What is the benefits of quantum computing vs parallel processing using classical computer ?

Can classical parallel processors outperform quantum computing ?

• Remainder: one 1970 Intel 4004 outperforms by orders of magnitude any available quantum computing device of a structure hoped/feared to become, in the future, usable for cryptanalysis (this excludes quantum-named computers specialized in quantum annealing, which do not aim at running Grover's or Shor's algorithms). – fgrieu Oct 23 '18 at 17:23

1. What is the benefits of quantum computing vs parallel processing using classical computer?

The answer is in terms of Cryptography;

## Quantum Computing (QC)

• Key search on Block ciphers; Grover's algorithm is a brute-force quantum algorithm with complexity $$\mathcal{O}(\sqrt{N})$$ with asymptotically optimal on unstructured data.

• Public key algorithms;

• RSA factorization problem; Shor's algorithm can efficiently factor integer $$n$$ in $$\mathcal{O}((\log n)^2(\log \log n)(\log \log \log n)$$
• Discrete logarithm problem; Shor's algorithm can efficiently solve.

Therefore, RSA, Diffie–Hellman, and Elliptic Curve Diffie–Hellman could be broken easily.

## Parallelization

• Parallel computing in keys searches only help linear time whereas using single QC already gives quadratic speed up.
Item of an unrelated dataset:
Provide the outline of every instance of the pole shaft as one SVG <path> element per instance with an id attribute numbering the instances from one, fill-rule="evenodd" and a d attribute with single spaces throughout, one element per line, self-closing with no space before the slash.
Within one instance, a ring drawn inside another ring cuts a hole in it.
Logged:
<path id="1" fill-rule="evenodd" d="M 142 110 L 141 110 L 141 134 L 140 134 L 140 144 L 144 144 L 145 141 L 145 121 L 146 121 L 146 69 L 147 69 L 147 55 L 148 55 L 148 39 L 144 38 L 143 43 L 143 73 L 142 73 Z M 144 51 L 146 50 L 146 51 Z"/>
Examples are Distributed.net, DES Cracker, COPACOBANA hashcat
• Parallel computing is used in factorization algorithms where the help again is linear with complexity;

General Number Field Sieve with superpolynomial scaling: $$\mathcal{O}(exp [ c (\ln n)^{1/3} (\ln \ln n)^{2/3}])$$

2. Can classical parallel processors outperform quantum computing?
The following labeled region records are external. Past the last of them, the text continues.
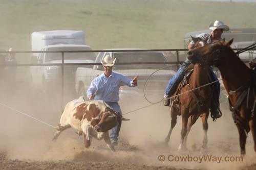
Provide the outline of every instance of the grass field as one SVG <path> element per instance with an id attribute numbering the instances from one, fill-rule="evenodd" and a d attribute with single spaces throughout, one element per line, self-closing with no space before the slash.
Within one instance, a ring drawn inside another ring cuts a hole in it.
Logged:
<path id="1" fill-rule="evenodd" d="M 31 50 L 34 31 L 83 30 L 94 50 L 183 48 L 188 32 L 223 21 L 256 28 L 256 3 L 188 0 L 1 0 L 0 50 Z"/>

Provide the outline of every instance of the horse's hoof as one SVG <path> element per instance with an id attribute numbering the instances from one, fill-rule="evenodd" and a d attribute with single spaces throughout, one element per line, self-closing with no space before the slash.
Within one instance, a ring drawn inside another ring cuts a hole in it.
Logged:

Firstly, quantum give new complexity classes;

The class of problems that can be efficiently solved by quantum computers is called BQP, for "bounded error, quantum, polynomial time".7

BQP is suspected to be disjoint from NP-complete and a strict superset of P, but that is not known. Both integer factorization and discrete log are in BQP.

Some $$NP$$ problems can be solved efficiently.
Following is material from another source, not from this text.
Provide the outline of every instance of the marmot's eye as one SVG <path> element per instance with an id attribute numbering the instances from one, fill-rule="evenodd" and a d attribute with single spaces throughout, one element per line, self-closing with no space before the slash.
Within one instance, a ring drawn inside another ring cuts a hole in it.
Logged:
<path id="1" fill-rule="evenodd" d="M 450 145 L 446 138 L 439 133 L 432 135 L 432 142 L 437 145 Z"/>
A Turing machine can simulate a QC and QC can simulate A Trung machine too,. So, once A QC is built, you can outperform a QC only by money.

## Cost2

An important subject is also the cost of running the algoriths.

Daniel J. Bernstein asked the question in "Cost analysis of hash collisions: Will quantum computers make SHARCS1 obsolete". Some results if a QC is built;

• Factorization; QC much more scalable and much more cost effective

• The number-field sieve factors b-bit RSA moduli in time $$2^{b^{1/3+\mathcal{o}(1)}}$$
• If a QC can be built for $$b^{\mathcal{\Theta}(1)}$$ Euros can factor b-bit integer in $$b^{\mathcal{\Theta}(1)}$$ seconds.
• Pre-Image Search;

• Traditional hardware can find in $$2^bh$$ operations
• Quantum; much more cost effective

• Grover $$2^{b/2}h$$ operations on $$\mathcal{\Theta}(h)$$ qubits.
• Shor’s speedup from $$2^{b^{1/3+\mathcal{o}(1)}}$$ to $$b^{\mathcal{\Theta}(1)}$$
• Collision search; He claims that all quantum algorithms upto his paper are less cost-effective than the traditional.

• Parallelization

• A size-$$M$$ machine finds collisions in time roughly $$2^b/M^{3/2}$$. if size $$2^{b/3}$$ than collision time is $$2^{b/2}$$ with $$\epsilon$$ time with $$\epsilon$$ probability.
• a size-M QC after $$2^{b/2}h\epsilon$$ quantum operations each unit has $$\epsilon^2$$ success probability. After $$2^{b/2}h/M^{1/2}$$ total quantum operations the size-M machine has $$M\epsilon^2$$ success probability. If the size a quantum computer is $$2^{b/3}$$ then the time for finding collisions is approximately $$2^{b/3}$$. Compare to classical.